Köln – Am Anfang war ein Piep. Ein kurzer, heller Ton. Der sich bald überall wiederfand und -findet. Mit einem Piep werden wir geweckt, ein Piep kündigt  eine neue Textnachricht auf dem Handy an, oder ein warmes Essen in der Mikrowelle. Ein stetes Piep versichert uns im Krankenhaus, dass wir noch am Leben sind, und es findet sich auch in vielen unserer Lieblingssongs, die das Leben erst lebenswert machen. Schwer vorstellbar, dass es ein Leben vor dem Piep gab.

Denn dieser kleine Ton ist künstlich erzeugt worden, durch  Klangsynthese. In der Natur kommt er nicht vor  und blieb deshalb in den vielen Jahrhunderten, in denen Musik ausschließlich mit Hilfe der menschlichen Stimme und akustischer Instrumente erzeugt wurde, ungehört.
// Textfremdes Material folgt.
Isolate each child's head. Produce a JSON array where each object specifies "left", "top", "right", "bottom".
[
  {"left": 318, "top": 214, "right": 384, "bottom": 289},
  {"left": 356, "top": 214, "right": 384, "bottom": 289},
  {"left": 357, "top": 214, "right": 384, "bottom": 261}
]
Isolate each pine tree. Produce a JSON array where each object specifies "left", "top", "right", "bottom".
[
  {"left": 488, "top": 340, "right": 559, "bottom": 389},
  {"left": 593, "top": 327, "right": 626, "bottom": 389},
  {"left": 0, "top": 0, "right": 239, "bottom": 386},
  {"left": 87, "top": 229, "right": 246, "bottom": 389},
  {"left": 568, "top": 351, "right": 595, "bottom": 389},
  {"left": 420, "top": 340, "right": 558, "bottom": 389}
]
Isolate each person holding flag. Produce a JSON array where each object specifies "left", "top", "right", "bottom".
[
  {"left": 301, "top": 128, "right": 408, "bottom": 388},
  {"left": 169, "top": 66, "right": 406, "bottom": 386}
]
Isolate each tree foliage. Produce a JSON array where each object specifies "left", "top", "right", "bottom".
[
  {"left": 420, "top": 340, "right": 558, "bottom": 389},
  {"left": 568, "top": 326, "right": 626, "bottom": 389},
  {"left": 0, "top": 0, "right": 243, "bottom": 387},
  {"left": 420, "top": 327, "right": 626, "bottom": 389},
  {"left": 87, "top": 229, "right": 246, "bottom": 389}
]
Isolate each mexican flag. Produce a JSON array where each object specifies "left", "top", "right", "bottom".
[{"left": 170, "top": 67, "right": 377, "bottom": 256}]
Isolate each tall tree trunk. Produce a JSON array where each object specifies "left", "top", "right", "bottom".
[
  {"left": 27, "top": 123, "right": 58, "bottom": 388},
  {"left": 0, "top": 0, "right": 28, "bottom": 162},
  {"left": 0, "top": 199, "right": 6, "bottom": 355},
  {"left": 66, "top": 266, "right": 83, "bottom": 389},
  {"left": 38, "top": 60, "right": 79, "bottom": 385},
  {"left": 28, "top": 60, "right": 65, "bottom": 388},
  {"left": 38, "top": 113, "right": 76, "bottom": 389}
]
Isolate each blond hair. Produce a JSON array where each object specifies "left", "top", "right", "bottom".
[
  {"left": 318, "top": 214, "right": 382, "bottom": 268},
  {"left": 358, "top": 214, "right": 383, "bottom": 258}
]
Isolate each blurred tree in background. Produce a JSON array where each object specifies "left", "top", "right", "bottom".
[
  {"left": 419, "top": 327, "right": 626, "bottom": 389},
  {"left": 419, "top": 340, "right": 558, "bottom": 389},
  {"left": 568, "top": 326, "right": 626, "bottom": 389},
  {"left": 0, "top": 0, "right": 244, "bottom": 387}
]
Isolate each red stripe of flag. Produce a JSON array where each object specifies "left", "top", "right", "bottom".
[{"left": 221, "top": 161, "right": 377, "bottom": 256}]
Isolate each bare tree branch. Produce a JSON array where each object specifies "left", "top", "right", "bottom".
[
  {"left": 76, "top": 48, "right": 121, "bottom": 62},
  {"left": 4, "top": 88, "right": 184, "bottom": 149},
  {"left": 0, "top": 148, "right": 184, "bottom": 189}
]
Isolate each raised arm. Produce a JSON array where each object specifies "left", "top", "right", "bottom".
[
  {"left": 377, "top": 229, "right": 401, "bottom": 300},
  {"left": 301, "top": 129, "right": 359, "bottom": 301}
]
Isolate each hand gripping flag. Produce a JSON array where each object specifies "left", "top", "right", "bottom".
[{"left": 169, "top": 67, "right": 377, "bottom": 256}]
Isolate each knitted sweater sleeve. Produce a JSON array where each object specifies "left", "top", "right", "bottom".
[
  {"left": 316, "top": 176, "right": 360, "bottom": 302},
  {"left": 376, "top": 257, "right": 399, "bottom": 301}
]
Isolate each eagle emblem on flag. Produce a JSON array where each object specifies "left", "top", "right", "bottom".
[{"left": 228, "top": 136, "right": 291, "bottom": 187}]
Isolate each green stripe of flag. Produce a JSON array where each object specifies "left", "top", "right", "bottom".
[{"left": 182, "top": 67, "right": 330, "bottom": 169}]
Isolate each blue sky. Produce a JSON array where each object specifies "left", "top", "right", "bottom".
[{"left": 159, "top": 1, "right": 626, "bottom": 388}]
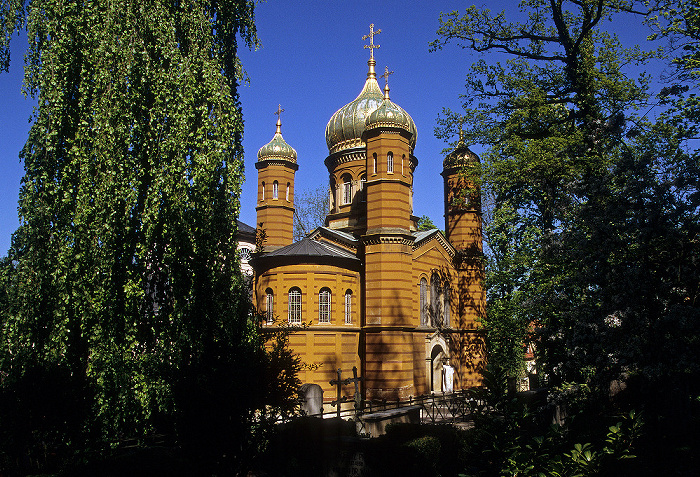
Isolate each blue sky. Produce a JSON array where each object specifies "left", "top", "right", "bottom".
[{"left": 0, "top": 1, "right": 660, "bottom": 256}]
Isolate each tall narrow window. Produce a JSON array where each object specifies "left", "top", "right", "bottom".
[
  {"left": 286, "top": 182, "right": 290, "bottom": 201},
  {"left": 261, "top": 182, "right": 265, "bottom": 201},
  {"left": 444, "top": 287, "right": 451, "bottom": 328},
  {"left": 360, "top": 175, "right": 367, "bottom": 201},
  {"left": 273, "top": 180, "right": 279, "bottom": 199},
  {"left": 387, "top": 152, "right": 394, "bottom": 173},
  {"left": 343, "top": 174, "right": 352, "bottom": 205},
  {"left": 319, "top": 288, "right": 331, "bottom": 323},
  {"left": 344, "top": 290, "right": 352, "bottom": 324},
  {"left": 431, "top": 273, "right": 440, "bottom": 326},
  {"left": 420, "top": 277, "right": 428, "bottom": 326},
  {"left": 402, "top": 155, "right": 405, "bottom": 175},
  {"left": 265, "top": 289, "right": 274, "bottom": 324},
  {"left": 372, "top": 153, "right": 377, "bottom": 174},
  {"left": 288, "top": 287, "right": 302, "bottom": 324}
]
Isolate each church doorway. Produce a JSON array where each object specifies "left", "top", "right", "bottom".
[{"left": 430, "top": 345, "right": 445, "bottom": 392}]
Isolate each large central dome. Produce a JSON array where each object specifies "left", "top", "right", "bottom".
[{"left": 325, "top": 58, "right": 385, "bottom": 154}]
Der kurze Film,  der sich dem „Beep“ widmet, ist vielleicht der beste Startpunkt für eine Ausstellung, die sich der Geschichte der elektronischen Musik widmet. Man kann sich tagelang in „Music, Makers & Machines“ verlieren,  rund 13 000 Filme und Fotos gibt es hier zu entdecken, dazu ungezählte Texte, Klangbeispiele und animierte 3D-Objekte. Was es nicht gibt, ist ein Museumswärter, der einen am Ende des Tages nach Hause schickt.  Im Gegenteil, diese Ausstellung hat immer geöffnet, ist kostenlos und man muss sein Haus nicht verlassen, um sie zu besuchen.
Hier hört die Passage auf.